Als A-Train die Freundin des jungen Elektronikverkäufers Hughie Campbell (Jack Quaid) namens Robin auf der Straße überrennt und zerfetzt, nimmt die Geschichte ihren Lauf, in dem die Rolle der Superhelden auf verschiedensten Ebenen grundlegend in Frage gestellt wird.
2. Der ewig größte Bösewicht bleibt der Kapitalismus
In „The Boys“ prallen makellose Fantasiewelt und traurige Realität unsanft, aber mit Absicht aufeinander. Das Superhelden-Business wird nämlich minutiös gesteuert, inszeniert und manipuliert, vom höchsten Wolkenkratzer in New York aus, wo der Multimilliarden-Dollar-Konzern Vought Studios das Geschäft übernommen und zu einer turbokapitalistischen Merchandise- und Eventmaschine degradiert hat. Die Superhelden finden sich in Videospielen, in Blockbuster-Filmen, auf Comic-Conventions, in Freizeitparks, bei christlichen und humanitären Wohltätigkeitsveranstaltungen, auf Twitter und Instagram sowie natürlich auf dutzenden von Merchandise-Produkten wieder.
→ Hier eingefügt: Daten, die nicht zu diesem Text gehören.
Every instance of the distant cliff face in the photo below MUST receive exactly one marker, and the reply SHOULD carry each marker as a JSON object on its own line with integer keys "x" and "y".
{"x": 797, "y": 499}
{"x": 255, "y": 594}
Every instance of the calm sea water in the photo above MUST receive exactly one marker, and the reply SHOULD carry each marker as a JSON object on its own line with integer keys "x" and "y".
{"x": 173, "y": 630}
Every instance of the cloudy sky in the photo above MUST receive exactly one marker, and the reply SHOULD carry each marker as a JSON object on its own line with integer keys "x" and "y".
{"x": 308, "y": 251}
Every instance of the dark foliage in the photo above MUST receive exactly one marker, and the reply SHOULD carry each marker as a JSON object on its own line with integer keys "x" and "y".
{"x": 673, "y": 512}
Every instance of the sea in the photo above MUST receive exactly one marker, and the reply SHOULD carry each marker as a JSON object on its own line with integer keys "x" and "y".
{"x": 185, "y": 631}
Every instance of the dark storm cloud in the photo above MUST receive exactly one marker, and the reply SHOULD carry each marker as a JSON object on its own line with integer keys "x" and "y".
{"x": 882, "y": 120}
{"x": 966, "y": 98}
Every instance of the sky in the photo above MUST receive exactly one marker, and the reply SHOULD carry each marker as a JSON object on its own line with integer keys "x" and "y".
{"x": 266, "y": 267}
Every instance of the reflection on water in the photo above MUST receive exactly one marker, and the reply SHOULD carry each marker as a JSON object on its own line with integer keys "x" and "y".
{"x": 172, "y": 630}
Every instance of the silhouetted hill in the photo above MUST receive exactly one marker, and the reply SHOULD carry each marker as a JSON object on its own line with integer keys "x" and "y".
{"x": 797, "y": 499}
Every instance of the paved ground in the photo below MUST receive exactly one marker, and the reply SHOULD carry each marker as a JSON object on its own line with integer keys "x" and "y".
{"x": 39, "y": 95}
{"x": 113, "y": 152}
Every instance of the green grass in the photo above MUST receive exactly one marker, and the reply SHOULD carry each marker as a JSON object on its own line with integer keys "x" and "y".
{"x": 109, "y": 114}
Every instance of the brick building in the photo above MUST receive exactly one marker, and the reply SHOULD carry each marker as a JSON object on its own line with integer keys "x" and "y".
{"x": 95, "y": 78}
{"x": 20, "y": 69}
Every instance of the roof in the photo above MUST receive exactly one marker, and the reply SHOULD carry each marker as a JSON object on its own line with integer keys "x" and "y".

Die Rettung der Menschheit spielt dabei eine untergeordnete Rolle, sofern sie nicht der Gewinnmaximierung dient.
3. Die Superhelden sind die anderen aka The Boys
„The Boys“ – deutlicher kann man den Antihelden-Anspruch wohl kaum betiteln. Denn natürlich muss sich diesen unsympathischen Superhelden jemand entgegenstellen. The Boys haben eine gemeinsame Vergangenheit als geheime CIA-Einheit und kommen erst zu Beginn der Serie wieder zusammen. Angeführt werden sie vom knurrigen Billy Butcher (gespielt von Karl Urban), der als Harter-Hund-Charakter für das Gute kämpft und die wahren Absichten und vertuschten Intrigen der Vought Studios ans Licht bringen möchte. Weiterhin gibt es den charismatischen, freiberuflichen Waffenhändler und Franzosen Frenchie (Tomer Kapon) und den warmherzigen Hünen Mother’s Milk (Laz Alonso), der vor der Wiederbelebung der Einheit als Betreuer von straffälligen Jugendlichen tätig ist. Der volle Sympathiebonus muss aber wohl an den unfreiwilligen Neuzugang Hughie gehen, der mit seiner jugendlichen Naivität, seiner Wut über die Tötung seiner Freundin durch einen „Supe“ (so werden die Superhelden hier umgangssprachlich genannt) und mit unerwartet hilfreichen Elektrotechnik-Kenntnissen das Team bereichert. Natürlich ist er auch derjenige, der die jugendliche Superheldenverehrung verkörpert, die Coming-Of-Age-Komponente, die sich auf einmal mit einer doppelmoralischen Realität konfrontiert sieht.
4. Wo kommt denn plötzlich der ganze Dreck her?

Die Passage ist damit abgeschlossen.